From: Jonathan Cameron <Jonathan.Cameron@huawei.com>
To: Dave Jiang <dave.jiang@intel.com>
Cc: <linux-cxl@vger.kernel.org>, <alison.schofield@intel.com>,
<vishal.l.verma@intel.com>, <bwidawsk@kernel.org>,
<dan.j.williams@intel.com>, <shiju.jose@huawei.com>,
<rrichter@amd.com>
Subject: Re: [PATCH RFC v2 0/9] cxl/pci: Add fundamental error handling
Date: Thu, 3 Nov 2022 13:27:20 +0000 [thread overview]
Message-ID: <20221103132720.000051bb@huawei.com> (raw)
In-Reply-To: <20221103125851.00000ce9@huawei.com>
On Thu, 3 Nov 2022 12:58:51 +0000
Jonathan Cameron <Jonathan.Cameron@huawei.com> wrote:
> On Mon, 24 Oct 2022 17:01:02 +0100
> Jonathan Cameron <Jonathan.Cameron@huawei.com> wrote:
>
> > On Wed, 19 Oct 2022 10:38:13 -0700
> > Dave Jiang <dave.jiang@intel.com> wrote:
> >
> > > On 10/19/2022 10:30 AM, Jonathan Cameron wrote:
> > > > On Tue, 11 Oct 2022 18:19:15 +0100
> > > > Jonathan Cameron <Jonathan.Cameron@huawei.com> wrote:
> > > >
> > > >> On Tue, 11 Oct 2022 08:18:34 -0700
> > > >> Dave Jiang <dave.jiang@intel.com> wrote:
> > > >>
> > > >>> On 10/11/2022 7:17 AM, Jonathan Cameron wrote:
> > > >>>> On Fri, 16 Sep 2022 16:10:53 -0700
> > > >>>> Dave Jiang <dave.jiang@intel.com> wrote:
> > > >>>>
> > > >>>>> Series set to RFC since there's no means to test.
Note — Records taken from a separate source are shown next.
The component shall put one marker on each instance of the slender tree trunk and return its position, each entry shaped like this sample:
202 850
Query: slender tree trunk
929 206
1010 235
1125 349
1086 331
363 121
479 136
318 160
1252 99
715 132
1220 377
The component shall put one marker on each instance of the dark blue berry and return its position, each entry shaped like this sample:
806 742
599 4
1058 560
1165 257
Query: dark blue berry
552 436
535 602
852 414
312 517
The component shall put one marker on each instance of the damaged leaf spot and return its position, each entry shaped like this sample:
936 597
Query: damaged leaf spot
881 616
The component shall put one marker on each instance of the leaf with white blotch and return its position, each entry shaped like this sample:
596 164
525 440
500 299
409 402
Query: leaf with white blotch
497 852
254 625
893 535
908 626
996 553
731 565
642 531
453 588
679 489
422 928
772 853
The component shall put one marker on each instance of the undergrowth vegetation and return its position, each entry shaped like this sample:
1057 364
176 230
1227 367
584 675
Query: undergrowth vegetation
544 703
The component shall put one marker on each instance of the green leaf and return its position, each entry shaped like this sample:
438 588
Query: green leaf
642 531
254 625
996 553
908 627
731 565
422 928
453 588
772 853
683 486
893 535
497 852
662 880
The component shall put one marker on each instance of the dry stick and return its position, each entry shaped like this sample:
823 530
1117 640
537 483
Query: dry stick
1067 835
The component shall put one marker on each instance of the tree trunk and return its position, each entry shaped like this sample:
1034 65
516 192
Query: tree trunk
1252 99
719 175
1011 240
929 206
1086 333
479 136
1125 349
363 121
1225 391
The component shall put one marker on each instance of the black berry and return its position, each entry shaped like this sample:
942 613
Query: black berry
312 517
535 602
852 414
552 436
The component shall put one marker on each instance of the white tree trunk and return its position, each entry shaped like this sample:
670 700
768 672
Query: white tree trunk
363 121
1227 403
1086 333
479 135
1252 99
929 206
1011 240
Would like to get opinion
> > > >>>>> on whether going with using trace events as reporting mechanism is ok.
> > > >>>>>
> > > >>>>> Jonathan,
> > > >>>>> We currently don't have any ways to test AER events. Do you have any plans
> > > >>>>> to support AER events via QEMU emulation?
> > > >>>> Sorry - missed this entirely as gotten a bit behind reading CXL emails.
> > > > Hi Dave,
> > > >
> > > > Quick update.
> > > >
> > > > Working QEMU emulation - but needs some/lots of cleanup. Particularly fun was
> > > > figuring out why I wasn't getting messages past the upstream switch port.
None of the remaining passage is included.